Yes, bigotry existed, and it was often vicious and violent. But the whole American thing of strict segregation of the races didn’t exist in Europe. There’s that one guy who tried to replicate Jim Crow in Germany, but that’s about it.

And, as I pointed out elsewhere, saying that Heathcliff could be a Spanish or American “castaway” is saying he could be an escaped slave from the US or one of the Spanish colonies that still had chattel slavery. Just so that’s clear.

Exactly. By “American castaway” she certainly hadn’t meant that he was some white American lol, and since “Spanish” is juxtaposed with “American” it likely means someone from Spanish colonies, not someone from Spain. I did say “he wasn’t Black” on Twitter because people who are against Heathcliff being anything other than white pretend that we definitively say that he was African to more easily argue against us, but this line can be read as pointing to possible African ancestry.

And a lot of this discourse on Twitter has actually been people not getting that 18th-19th century England wasn’t as racist as they think it was. For example, interracial marriage was legal in England: Frowned-upon, but legal.

Also, reading Heathcliff as “not white” is not recent. Charlotte Bronte called him “the black gipsy cub” in a letter while Emily was still alive and I doubt that Charlotte would define an Irishman like this, being half-Irish herself. And this is how Emily Bronte’s first biographer in 1883 described Heathcliff.

Exactly! That’s why I say racism is more modern than people think. There has always been bigotry and prejudice and hatred, but the system as we know it did not always exist.
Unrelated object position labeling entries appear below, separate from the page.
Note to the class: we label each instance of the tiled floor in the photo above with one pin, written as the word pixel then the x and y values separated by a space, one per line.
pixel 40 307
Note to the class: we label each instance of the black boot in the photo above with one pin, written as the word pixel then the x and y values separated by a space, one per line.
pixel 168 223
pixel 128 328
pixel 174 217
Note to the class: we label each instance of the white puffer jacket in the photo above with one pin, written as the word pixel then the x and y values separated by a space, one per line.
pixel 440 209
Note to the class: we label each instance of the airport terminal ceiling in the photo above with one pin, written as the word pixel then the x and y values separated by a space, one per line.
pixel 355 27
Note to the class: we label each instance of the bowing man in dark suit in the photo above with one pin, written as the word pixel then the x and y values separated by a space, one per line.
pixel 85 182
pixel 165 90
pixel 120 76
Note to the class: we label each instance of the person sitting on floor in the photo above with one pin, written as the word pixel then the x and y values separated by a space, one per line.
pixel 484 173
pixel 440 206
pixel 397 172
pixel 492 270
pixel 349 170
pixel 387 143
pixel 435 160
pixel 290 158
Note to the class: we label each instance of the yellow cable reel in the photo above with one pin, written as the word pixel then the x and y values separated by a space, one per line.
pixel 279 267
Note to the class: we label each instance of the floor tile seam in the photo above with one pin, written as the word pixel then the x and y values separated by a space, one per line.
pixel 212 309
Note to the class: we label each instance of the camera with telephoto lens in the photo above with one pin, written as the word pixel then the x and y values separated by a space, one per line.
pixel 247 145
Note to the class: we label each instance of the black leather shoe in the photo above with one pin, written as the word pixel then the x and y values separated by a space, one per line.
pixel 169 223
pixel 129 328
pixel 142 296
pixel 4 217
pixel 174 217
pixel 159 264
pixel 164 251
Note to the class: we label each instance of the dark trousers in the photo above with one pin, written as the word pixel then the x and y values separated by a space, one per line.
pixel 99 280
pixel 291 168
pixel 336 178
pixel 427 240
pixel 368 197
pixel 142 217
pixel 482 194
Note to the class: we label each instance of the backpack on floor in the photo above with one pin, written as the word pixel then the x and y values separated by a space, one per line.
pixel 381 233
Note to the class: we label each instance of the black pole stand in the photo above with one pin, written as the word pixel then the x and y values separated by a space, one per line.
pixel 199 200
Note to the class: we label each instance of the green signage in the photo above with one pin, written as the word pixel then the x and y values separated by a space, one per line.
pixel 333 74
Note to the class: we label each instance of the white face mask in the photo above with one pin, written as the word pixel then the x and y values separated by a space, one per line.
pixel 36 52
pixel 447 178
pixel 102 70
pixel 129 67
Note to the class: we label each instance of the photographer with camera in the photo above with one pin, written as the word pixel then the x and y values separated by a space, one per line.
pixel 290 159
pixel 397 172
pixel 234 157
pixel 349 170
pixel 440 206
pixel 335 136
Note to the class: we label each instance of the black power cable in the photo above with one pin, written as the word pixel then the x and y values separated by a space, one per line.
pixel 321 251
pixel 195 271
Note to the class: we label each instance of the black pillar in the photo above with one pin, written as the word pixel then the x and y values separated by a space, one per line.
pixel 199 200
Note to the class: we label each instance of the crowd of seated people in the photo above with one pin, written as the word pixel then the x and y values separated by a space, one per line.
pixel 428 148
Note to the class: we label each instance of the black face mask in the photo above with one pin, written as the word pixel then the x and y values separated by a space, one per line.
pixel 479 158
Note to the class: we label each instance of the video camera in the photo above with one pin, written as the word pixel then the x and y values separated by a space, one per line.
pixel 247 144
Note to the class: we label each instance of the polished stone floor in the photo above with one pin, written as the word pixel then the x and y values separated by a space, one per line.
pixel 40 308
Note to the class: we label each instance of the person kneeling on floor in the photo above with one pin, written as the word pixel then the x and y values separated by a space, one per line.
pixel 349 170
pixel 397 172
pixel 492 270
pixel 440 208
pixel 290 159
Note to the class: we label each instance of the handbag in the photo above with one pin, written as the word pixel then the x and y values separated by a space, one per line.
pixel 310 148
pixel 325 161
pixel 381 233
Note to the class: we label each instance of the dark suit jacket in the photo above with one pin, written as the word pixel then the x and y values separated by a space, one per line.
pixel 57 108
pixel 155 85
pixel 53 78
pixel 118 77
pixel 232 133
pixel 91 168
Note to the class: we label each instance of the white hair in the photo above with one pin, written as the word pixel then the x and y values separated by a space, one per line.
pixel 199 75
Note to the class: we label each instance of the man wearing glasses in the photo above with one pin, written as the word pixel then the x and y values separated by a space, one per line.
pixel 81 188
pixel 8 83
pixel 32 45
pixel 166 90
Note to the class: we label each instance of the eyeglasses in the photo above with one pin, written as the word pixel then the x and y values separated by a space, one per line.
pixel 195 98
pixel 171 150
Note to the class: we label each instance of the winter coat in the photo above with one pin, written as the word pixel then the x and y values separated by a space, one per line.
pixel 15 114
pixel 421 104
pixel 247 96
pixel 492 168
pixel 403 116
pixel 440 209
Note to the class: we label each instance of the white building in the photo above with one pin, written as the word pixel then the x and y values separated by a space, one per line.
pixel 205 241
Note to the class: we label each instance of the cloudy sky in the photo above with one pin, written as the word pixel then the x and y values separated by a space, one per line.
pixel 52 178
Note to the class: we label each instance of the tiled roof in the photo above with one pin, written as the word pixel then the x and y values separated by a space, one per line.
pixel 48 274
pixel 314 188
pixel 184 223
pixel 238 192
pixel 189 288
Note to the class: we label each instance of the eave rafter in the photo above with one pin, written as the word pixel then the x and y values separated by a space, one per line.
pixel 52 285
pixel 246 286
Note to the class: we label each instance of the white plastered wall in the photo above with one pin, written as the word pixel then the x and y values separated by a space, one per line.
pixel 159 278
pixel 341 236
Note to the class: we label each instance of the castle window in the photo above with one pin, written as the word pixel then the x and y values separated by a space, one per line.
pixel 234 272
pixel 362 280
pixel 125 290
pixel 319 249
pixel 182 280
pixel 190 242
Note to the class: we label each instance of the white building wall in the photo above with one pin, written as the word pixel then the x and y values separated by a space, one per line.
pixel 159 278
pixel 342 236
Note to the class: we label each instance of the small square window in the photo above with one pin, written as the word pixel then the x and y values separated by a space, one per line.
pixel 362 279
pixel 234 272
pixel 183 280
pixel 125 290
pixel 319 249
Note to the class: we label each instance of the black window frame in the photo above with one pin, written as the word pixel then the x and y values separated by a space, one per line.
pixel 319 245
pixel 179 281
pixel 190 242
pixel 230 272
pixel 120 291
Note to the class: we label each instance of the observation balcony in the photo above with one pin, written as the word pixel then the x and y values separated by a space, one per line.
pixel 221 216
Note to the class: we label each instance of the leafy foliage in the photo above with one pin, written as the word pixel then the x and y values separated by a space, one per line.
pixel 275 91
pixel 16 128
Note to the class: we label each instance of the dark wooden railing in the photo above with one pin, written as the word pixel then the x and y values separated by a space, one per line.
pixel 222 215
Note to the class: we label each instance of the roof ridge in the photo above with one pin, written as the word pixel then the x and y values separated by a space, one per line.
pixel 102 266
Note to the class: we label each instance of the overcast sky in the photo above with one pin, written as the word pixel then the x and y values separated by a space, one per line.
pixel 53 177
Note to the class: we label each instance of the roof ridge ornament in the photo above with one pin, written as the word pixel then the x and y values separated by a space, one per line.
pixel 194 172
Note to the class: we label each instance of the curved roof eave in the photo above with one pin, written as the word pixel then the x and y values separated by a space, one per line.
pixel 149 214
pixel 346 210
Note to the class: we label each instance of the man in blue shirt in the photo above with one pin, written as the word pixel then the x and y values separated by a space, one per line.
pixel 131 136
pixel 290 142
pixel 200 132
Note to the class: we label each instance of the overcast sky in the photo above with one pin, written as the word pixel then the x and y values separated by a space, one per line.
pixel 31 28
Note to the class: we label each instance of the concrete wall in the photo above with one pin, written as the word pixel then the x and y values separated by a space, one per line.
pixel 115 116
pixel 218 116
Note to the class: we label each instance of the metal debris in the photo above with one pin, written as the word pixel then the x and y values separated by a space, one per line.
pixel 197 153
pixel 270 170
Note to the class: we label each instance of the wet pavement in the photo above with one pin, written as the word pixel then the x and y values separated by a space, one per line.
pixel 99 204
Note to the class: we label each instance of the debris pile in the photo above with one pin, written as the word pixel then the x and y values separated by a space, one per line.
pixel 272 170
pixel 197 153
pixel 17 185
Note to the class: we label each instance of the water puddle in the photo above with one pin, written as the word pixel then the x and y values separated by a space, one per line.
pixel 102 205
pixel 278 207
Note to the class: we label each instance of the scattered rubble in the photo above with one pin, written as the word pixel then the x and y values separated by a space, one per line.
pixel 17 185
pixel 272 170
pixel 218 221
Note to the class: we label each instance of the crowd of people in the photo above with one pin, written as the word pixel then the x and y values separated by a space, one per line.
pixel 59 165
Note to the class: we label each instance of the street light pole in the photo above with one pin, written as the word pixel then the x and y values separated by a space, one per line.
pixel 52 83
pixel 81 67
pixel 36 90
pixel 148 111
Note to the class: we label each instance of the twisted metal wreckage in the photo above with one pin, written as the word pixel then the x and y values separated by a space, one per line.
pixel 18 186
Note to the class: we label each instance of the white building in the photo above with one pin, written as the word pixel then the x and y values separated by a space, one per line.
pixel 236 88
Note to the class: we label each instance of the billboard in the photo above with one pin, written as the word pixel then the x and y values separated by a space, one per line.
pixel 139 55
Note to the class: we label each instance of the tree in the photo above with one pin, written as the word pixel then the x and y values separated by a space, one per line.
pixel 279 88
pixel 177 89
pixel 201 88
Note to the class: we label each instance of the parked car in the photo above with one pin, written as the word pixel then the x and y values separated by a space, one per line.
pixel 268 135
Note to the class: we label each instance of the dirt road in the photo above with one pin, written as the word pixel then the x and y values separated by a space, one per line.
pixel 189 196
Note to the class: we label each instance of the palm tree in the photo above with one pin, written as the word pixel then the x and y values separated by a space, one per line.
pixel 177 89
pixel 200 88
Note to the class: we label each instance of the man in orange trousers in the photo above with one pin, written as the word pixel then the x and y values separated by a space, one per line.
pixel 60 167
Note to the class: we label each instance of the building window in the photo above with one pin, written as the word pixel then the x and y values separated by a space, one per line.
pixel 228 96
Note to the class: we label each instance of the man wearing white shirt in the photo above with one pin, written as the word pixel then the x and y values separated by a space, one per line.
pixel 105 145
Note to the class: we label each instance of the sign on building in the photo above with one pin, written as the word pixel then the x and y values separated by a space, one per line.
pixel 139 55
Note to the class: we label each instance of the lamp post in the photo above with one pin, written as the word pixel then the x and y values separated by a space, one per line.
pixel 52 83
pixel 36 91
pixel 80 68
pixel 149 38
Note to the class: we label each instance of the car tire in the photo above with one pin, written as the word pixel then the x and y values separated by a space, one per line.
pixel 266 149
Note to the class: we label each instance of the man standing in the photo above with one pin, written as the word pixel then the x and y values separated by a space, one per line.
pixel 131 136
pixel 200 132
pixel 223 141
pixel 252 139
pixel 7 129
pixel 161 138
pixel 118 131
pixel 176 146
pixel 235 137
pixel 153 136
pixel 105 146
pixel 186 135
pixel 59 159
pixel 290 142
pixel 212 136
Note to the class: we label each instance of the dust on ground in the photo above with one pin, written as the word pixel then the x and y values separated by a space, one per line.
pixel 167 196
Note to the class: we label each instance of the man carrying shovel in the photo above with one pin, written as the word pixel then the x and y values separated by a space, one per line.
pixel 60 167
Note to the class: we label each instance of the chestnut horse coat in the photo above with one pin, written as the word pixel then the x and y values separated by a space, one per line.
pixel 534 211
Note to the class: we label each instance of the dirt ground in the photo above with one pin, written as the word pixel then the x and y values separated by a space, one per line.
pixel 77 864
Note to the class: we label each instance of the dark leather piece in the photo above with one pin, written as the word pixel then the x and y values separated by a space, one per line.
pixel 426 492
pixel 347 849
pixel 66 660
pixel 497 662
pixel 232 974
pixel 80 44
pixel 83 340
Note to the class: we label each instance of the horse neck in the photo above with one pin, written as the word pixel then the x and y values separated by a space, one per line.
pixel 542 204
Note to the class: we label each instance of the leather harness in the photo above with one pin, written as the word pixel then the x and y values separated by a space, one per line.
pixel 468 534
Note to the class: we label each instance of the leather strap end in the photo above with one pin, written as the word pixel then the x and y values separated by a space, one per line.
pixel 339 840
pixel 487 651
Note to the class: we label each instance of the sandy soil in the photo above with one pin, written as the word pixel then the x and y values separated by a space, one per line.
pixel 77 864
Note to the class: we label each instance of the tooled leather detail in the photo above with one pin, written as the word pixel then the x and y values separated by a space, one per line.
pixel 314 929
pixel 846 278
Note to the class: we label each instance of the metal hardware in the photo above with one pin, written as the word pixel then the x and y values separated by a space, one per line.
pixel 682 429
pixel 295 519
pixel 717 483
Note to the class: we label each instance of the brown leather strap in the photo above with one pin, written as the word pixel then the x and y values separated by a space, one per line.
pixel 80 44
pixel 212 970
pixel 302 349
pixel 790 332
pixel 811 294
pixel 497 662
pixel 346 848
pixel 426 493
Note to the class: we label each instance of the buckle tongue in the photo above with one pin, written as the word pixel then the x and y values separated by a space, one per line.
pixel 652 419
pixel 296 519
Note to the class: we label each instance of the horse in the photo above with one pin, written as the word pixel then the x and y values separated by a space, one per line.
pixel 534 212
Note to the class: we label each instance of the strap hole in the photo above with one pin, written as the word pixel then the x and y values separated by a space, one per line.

Black and Indian people were very common in the larger cities in England and Scotland in this time period, particularly the port cities. One of the things that opened my eyes to this was reading the diaries of an American visitor to England, Benjamin Silliman. He was shocked to see so many Black and Indian people in London who were middle-class or even upper-class and compared it to Philadelphia.

The excerpts are below. TW: Archaic racial language (not THE N-word, but the similar one that has now been discarded except in the name of a college fund).

I would need to read the book again since I haven’t read it in decades, but his origin story is super murky by design. I suspect there are a few clues in there that would have been more obvious to readers at the time, but we’ve lost the cultural context needed to interpret them.

Add in the racial censorship of the later Victorian Era on both sides of the Atlantic, and you have a mess when it comes to figuring the mystery out.